Sous quelle forme trouver du CBC ?
Le CBC se retrouve aujourd’hui principalement sous forme de fleurs et de résines, souvent issues de variétés de chanvre sélectionnées pour leur concentration plus élevée en cannabichromène. Certaines huiles full spectrum intègrent également du CBC en complément du CBD, dans une logique d’effet d’entourage évoquée plus haut.
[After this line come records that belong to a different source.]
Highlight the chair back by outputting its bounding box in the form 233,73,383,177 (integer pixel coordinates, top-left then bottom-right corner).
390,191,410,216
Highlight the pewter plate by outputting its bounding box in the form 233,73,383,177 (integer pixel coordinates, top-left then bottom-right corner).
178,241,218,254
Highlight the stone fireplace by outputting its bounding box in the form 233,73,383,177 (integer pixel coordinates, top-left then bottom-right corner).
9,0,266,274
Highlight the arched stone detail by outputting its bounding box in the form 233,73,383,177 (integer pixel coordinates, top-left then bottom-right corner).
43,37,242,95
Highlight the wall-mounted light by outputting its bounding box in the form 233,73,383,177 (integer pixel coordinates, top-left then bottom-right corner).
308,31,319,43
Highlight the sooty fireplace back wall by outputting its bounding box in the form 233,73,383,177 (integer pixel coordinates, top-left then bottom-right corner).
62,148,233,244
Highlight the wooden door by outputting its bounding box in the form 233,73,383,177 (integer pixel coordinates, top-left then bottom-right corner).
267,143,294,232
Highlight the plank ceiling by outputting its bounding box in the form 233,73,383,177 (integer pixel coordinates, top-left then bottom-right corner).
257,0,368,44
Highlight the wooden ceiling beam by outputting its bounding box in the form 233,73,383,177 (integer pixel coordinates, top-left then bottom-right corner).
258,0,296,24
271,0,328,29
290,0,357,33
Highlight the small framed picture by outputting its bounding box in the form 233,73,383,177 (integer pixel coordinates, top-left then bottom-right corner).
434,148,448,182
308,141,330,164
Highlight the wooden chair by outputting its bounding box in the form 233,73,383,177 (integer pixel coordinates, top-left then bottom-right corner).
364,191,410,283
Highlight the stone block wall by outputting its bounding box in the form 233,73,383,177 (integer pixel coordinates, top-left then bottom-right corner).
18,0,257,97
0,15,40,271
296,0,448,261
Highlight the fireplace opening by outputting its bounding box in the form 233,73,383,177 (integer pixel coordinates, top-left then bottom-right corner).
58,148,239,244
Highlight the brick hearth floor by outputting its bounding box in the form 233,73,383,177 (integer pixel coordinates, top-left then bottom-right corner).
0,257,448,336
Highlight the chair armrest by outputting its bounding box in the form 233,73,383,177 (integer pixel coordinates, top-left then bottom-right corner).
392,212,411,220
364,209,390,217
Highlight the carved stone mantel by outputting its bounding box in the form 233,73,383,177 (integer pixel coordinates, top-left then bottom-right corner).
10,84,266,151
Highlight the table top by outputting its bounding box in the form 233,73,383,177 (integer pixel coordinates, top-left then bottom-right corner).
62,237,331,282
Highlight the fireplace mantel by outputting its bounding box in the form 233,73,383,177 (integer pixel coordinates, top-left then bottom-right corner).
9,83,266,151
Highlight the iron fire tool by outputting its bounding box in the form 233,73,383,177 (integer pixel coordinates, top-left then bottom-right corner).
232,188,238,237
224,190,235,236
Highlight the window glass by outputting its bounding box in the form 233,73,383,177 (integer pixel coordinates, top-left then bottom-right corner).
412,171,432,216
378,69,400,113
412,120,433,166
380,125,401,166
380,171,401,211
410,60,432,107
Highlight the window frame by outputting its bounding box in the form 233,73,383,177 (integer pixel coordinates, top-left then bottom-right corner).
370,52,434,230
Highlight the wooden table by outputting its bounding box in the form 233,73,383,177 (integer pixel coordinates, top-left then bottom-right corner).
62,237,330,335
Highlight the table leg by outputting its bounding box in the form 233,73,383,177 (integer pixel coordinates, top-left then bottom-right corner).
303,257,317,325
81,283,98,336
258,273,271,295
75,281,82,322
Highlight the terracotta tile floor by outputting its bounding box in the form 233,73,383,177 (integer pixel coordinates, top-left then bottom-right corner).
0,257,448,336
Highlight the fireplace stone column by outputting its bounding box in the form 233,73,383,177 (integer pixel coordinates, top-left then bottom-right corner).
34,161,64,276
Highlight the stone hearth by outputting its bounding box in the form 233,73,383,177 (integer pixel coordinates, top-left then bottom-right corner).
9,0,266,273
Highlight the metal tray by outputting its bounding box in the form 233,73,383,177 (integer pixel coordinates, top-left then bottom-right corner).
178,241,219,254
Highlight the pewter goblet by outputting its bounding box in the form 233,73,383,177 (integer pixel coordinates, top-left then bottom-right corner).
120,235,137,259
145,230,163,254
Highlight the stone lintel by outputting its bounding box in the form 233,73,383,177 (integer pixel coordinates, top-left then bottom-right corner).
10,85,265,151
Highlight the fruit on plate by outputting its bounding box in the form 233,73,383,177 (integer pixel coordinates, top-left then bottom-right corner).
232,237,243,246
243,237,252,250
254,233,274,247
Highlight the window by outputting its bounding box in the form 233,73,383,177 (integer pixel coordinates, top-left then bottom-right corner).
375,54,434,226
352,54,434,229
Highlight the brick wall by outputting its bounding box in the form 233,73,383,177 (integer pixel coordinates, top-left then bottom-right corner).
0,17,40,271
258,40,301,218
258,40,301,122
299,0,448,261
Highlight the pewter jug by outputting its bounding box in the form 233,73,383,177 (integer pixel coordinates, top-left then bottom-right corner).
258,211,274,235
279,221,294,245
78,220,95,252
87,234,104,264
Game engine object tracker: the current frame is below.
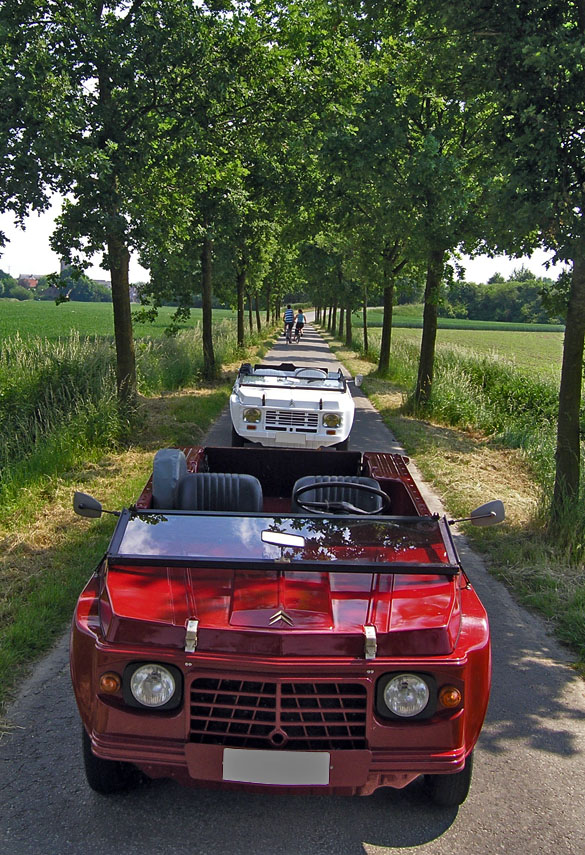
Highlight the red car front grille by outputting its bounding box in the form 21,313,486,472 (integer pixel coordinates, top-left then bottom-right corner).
189,677,367,751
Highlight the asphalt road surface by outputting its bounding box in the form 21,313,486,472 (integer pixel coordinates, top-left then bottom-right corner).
0,326,585,855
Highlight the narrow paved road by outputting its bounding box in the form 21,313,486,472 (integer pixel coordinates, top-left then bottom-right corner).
0,326,585,855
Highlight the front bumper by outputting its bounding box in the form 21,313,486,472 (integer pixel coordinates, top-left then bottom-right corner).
92,733,466,796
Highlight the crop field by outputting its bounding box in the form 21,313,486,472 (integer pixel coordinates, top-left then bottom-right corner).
392,328,563,382
0,300,235,341
346,305,564,382
362,303,565,333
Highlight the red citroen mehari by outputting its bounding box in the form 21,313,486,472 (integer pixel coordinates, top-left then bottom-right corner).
71,447,503,805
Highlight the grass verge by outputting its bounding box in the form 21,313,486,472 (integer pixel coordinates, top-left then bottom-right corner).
322,324,585,675
0,331,273,724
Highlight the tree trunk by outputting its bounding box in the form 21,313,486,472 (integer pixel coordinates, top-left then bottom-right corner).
201,235,215,380
414,249,445,406
362,288,369,356
345,306,353,347
107,234,136,412
551,242,585,524
254,293,262,332
236,264,246,347
378,274,394,375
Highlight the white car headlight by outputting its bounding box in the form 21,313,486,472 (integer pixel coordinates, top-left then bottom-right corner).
323,413,341,427
382,674,430,718
243,407,262,423
130,662,177,708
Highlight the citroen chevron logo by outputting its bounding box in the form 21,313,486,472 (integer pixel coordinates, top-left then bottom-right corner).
268,609,294,626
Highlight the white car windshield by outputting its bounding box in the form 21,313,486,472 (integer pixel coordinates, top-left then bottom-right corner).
239,374,345,392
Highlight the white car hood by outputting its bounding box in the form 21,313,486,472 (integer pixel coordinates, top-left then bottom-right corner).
234,386,353,410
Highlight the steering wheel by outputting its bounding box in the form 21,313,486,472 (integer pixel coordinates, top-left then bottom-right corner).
292,481,390,516
295,368,328,379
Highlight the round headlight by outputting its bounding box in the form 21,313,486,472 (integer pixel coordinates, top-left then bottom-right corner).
383,674,429,718
244,407,262,422
323,413,341,427
130,663,176,707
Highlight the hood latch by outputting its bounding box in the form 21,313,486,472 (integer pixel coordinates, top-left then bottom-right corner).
364,624,378,659
185,618,199,653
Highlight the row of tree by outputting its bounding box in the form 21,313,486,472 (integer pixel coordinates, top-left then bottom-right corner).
0,0,585,515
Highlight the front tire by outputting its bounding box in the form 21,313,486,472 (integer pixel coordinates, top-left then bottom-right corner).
425,754,473,807
82,727,141,796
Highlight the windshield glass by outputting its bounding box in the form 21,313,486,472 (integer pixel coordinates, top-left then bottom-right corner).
110,512,456,570
240,374,345,391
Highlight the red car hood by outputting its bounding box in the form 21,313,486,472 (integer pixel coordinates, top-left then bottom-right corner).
100,566,460,658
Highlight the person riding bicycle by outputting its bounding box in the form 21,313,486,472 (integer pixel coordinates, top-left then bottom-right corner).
284,303,295,340
295,309,305,338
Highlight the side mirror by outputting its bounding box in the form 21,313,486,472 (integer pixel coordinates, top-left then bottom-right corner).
73,492,102,518
470,499,506,526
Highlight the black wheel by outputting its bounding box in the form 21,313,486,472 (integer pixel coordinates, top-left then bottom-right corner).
292,481,390,517
82,727,143,796
425,754,473,807
232,425,246,448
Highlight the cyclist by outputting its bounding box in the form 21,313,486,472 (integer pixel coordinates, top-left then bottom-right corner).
284,303,295,341
295,309,305,341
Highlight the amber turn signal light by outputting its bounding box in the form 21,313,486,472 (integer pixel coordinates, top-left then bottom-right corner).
439,686,462,709
100,671,122,695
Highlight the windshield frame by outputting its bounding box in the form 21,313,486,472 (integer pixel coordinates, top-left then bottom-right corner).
105,507,461,577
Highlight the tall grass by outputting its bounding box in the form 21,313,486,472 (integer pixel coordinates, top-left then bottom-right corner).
0,320,253,509
353,337,564,498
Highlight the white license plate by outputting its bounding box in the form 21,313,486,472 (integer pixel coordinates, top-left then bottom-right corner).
223,748,330,787
274,431,307,446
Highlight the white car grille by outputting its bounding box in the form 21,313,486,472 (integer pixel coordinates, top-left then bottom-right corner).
265,410,319,433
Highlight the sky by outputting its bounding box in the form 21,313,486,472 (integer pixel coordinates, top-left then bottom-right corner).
0,201,562,283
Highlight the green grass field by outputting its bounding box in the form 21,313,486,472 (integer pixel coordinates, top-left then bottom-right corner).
364,303,564,332
392,328,563,381
344,304,564,382
0,300,235,341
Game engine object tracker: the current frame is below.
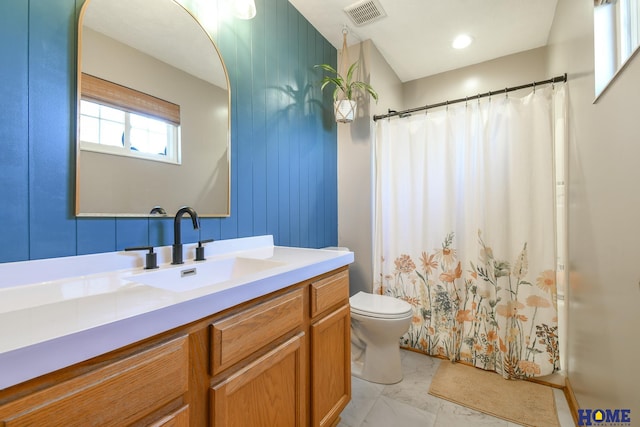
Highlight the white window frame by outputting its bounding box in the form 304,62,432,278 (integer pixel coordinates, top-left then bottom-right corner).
80,99,182,165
Comme pour tout produit à base de cannabinoïdes, la vigilance reste de mise sur la traçabilité : privilégier des produits accompagnés d’une analyse de laboratoire indépendante (COA) précisant la teneur en CBC, en CBD et surtout en THC, afin de s’assurer de la conformité au seuil légal de 0,3 %.
Un cannabinoïde à suivre de près
Le CBC illustre bien la diversification progressive du marché du chanvre bien-être, qui ne se résume plus au seul CBD. Si les premières recherches sur ses effets anti-inflammatoires et antidouleur sont prometteuses, elles restent à un stade préclinique et ne permettent pas, en l’état actuel des connaissances, de présenter le CBC comme une solution thérapeutique validée. Son statut légal, lui, reste pour l’instant stable, mais s’inscrit dans un cadre réglementaire que la France fait évoluer fréquemment. Maxicbd.fr continuera de suivre les publications scientifiques et les évolutions réglementaires concernant ce cannabinoïde émergent.
Cet article est fourni à titre informatif et ne constitue pas un avis médical. Le CBC, comme les autres cannabinoïdes, ne doit pas être utilisé en remplacement d’un traitement médical. Consultez un professionnel de santé pour toute question relative à votre état de santé.